Von Raben und Katzen
Ein Rabe sitzt neben der Straße im Regen.
Er will sich vor Traurigkeit gar nicht bewegen.
Starrt nur auf Asphalt.
Die Katze ist kalt
und - flach wie sie ist - auch nicht mehr am Leben.
Ein weiterer Rabe gesellt sich danieder:
„Ja, Blaufeder, sag, ich erkenn’ dich nicht wieder!
Was hast du denn nur?
Blickst hier auf die Spur
zum Katzenvieh, das mir doch ziemlich zuwider.“
„Ach, Weißfeder, weißt du, sie ist so gelaufen.
So schnell wie sie konnte, ich hörte sie schnaufen.
Das Auto kam schnell
und rammte ihr Fell.
Schau, jetzt liegt da bloß noch ein blutiger Haufen.“
„Was klagst du, mein Lieber? Ich fühl’ mich verpflichtet
zu sagen, für uns hat der Mensch sie gerichtet.
Ich sag’ es mit Mut,
die Strafe war gut.
Auf Freundschaft mit Katzen hab’ ich stets verzichtet.“
„Ich zweifle, dass dies hier mit Absicht geschehen,
Bestimmt was es nichts als ein grobes Versehen.
Der Mensch liebt die Katz’
fast wie einen Schatz.
Darum kann ich dies nicht als Strafe ansehen.“
„Sie schlug in die Küken der Nachbarn die Wunden.
Ich hab mit den Amseln viel Mitleid empfunden.
Ich sah es vor Ort:
Es war kalter Mord!
Zum Glück hat der Mensch die Gesetze erfunden.“
„Das Katzenverhalten war sehr miserabel.
Nur was braucht’s den Menschen? Du hast einen Schnabel!
Wärst hin zu dem Dieb!
Ein kräftiger Hieb!
Das Vieh wär gefloh’n und dein Ruhm respektabel.“
„Was geht mich das an? Und ich möchte betonen,
dort Hilfe zu leisten tat sich nicht mehr lohnen.
Die Katze war schlecht.
Der Mensch ist gerecht,
erteilte dem Miststück die rechten Lektionen.“
„Lektionen? Was hat sie gelernt, möcht’ ich wissen.

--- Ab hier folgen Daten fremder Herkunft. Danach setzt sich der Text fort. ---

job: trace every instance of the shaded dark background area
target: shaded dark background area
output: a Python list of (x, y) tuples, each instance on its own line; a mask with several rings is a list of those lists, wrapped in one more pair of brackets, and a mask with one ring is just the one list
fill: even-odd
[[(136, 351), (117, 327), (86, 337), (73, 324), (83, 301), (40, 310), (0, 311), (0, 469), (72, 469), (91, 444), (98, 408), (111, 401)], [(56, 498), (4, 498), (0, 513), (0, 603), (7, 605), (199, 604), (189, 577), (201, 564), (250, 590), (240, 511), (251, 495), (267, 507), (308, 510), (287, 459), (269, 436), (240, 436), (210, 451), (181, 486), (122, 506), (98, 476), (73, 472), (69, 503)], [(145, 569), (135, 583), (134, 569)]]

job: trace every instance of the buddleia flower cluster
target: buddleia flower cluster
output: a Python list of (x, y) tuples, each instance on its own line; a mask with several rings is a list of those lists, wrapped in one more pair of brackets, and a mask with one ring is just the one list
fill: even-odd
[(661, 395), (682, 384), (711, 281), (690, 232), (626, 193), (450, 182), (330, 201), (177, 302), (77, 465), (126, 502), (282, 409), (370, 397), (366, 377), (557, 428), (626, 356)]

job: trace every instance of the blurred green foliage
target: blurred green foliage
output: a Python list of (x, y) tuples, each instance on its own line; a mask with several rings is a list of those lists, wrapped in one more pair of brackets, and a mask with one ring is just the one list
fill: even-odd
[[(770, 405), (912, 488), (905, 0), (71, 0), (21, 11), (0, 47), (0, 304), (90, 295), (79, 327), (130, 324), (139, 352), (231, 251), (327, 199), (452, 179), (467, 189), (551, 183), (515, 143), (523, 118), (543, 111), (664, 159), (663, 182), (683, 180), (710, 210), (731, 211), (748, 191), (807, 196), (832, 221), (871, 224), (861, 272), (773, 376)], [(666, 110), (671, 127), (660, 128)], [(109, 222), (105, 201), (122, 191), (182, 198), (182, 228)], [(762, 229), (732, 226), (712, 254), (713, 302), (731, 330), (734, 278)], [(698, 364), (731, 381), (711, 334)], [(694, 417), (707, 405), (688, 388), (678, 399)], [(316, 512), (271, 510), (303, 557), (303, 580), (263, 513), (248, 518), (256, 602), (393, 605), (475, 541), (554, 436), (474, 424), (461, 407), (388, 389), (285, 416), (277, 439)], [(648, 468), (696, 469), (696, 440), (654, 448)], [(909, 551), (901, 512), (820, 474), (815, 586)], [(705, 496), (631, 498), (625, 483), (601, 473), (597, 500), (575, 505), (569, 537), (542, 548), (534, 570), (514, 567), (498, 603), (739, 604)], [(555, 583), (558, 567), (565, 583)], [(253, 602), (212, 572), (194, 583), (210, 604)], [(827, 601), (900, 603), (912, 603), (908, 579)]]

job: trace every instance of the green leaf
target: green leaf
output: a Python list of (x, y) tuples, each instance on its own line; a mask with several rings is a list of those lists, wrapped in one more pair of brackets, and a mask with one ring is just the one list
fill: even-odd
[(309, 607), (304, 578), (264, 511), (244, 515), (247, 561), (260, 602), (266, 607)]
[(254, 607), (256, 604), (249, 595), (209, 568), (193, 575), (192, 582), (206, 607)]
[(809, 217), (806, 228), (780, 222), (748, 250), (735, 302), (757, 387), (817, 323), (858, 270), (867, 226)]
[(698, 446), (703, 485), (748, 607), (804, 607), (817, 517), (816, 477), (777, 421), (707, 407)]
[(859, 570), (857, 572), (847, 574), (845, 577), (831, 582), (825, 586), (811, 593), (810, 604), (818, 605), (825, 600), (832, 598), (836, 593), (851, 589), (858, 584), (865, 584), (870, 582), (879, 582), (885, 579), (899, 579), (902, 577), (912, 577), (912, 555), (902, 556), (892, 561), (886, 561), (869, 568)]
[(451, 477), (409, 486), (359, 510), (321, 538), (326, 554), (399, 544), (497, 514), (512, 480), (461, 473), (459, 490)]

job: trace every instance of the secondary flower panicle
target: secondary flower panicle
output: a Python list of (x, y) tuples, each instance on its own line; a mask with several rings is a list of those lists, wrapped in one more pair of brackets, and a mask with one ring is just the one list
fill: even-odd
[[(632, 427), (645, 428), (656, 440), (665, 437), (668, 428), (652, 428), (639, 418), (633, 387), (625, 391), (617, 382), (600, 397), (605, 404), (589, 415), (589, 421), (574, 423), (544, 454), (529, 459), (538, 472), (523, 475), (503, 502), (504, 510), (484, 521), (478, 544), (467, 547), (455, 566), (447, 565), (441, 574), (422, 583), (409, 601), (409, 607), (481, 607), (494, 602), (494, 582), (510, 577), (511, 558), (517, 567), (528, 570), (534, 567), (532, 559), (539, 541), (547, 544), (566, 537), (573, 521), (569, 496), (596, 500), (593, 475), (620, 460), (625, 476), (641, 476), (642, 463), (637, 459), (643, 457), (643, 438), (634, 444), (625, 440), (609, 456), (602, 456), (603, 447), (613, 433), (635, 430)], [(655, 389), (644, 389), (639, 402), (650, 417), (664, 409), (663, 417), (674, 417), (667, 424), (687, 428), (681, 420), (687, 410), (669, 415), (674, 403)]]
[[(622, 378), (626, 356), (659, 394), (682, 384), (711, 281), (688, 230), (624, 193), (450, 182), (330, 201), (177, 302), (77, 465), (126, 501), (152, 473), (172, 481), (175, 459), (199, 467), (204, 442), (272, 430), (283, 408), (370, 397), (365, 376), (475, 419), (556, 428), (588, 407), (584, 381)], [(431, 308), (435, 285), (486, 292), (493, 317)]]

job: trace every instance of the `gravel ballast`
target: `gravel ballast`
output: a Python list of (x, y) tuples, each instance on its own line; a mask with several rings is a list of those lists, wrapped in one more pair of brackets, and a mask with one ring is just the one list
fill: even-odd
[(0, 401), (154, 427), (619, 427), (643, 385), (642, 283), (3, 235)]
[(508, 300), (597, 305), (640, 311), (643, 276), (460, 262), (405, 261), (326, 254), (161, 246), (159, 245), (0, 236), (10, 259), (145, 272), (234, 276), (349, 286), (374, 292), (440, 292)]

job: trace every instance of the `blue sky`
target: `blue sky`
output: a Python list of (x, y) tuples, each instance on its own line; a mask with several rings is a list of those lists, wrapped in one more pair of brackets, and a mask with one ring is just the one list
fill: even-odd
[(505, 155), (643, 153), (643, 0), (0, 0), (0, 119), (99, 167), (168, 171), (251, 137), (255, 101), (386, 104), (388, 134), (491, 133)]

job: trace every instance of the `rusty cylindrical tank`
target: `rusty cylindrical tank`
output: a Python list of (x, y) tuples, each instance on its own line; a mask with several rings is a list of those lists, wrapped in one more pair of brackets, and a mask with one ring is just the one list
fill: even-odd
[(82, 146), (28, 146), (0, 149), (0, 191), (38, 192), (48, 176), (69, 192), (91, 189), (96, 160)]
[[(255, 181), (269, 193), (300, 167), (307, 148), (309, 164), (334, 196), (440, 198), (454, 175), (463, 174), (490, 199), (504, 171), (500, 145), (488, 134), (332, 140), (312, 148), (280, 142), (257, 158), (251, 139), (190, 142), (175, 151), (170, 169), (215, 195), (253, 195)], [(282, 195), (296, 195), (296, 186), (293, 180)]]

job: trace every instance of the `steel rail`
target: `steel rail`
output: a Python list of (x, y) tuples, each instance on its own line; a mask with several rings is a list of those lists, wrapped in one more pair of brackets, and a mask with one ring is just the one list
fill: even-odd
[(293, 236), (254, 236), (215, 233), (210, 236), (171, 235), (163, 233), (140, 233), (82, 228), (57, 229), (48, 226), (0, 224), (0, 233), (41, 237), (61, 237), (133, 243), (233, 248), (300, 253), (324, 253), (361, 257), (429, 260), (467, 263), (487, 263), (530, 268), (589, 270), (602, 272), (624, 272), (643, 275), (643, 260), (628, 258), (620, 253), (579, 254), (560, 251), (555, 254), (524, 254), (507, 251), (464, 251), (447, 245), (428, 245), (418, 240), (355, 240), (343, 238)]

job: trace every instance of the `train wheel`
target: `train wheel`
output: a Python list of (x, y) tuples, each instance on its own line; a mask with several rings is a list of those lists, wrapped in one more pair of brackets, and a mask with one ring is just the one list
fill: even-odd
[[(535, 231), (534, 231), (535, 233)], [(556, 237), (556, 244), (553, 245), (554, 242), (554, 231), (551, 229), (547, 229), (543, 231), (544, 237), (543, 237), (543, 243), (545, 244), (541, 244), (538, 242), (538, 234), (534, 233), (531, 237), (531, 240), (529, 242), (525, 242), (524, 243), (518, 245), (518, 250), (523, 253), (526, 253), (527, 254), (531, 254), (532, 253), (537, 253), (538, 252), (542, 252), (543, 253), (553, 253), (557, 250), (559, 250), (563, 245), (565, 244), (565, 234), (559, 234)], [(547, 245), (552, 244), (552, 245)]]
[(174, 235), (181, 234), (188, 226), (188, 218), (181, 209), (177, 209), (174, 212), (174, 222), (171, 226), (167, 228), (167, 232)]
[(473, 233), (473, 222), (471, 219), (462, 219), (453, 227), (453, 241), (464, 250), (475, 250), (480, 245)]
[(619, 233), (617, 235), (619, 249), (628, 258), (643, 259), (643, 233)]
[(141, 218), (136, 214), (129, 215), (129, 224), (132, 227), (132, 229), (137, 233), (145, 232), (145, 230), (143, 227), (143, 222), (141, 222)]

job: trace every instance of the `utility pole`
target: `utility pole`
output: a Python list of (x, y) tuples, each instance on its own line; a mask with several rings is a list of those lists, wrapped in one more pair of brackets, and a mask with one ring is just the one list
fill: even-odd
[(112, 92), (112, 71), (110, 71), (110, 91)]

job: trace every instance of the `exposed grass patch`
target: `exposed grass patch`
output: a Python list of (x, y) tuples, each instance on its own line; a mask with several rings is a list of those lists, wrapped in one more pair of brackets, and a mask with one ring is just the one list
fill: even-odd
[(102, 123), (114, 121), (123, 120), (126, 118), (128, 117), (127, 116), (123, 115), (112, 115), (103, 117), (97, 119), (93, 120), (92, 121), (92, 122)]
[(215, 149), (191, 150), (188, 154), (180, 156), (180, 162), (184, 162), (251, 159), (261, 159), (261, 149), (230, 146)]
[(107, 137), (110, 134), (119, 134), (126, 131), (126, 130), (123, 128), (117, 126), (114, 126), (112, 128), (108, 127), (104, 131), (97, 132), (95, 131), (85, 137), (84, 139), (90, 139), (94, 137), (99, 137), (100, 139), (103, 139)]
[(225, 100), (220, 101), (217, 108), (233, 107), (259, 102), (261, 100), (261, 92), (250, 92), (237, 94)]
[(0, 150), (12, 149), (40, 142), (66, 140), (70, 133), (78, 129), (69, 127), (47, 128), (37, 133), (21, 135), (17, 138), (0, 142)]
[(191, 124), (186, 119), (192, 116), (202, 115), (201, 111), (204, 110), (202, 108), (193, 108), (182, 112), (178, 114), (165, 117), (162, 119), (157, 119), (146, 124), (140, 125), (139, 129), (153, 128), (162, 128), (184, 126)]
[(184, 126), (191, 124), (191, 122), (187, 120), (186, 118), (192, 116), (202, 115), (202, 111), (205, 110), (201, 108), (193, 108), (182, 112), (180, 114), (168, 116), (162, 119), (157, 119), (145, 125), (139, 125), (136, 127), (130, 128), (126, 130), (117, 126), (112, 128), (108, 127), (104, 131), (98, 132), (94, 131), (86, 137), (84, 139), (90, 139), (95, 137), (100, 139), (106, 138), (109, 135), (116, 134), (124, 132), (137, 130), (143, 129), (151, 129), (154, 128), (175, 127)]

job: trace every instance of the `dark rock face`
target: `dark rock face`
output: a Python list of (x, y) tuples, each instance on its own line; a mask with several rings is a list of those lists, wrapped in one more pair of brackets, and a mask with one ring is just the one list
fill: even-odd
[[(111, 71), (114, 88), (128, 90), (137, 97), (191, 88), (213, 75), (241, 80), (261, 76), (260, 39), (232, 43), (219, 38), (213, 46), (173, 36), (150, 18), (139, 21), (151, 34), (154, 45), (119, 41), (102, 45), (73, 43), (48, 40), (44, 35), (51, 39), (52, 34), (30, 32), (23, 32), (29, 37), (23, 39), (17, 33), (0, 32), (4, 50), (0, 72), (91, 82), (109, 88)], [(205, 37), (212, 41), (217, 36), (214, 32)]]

Sie ist mittendrin aus dem Leben gerissen.
Kein Nest raubt sie mehr,
doch denk’ ich hier sehr:
Die Amselfamilie hast du im Gewissen.“
„Ach, Blaufeder, wirklich, ich muss Dir mal sagen:
Du nervst mich mit deinen so dämlichen Fragen!
Da pfeif’ ich jetzt drauf!“
Er fliegt wütend auf
und klatscht an den Kühler vom fahrenden Wagen.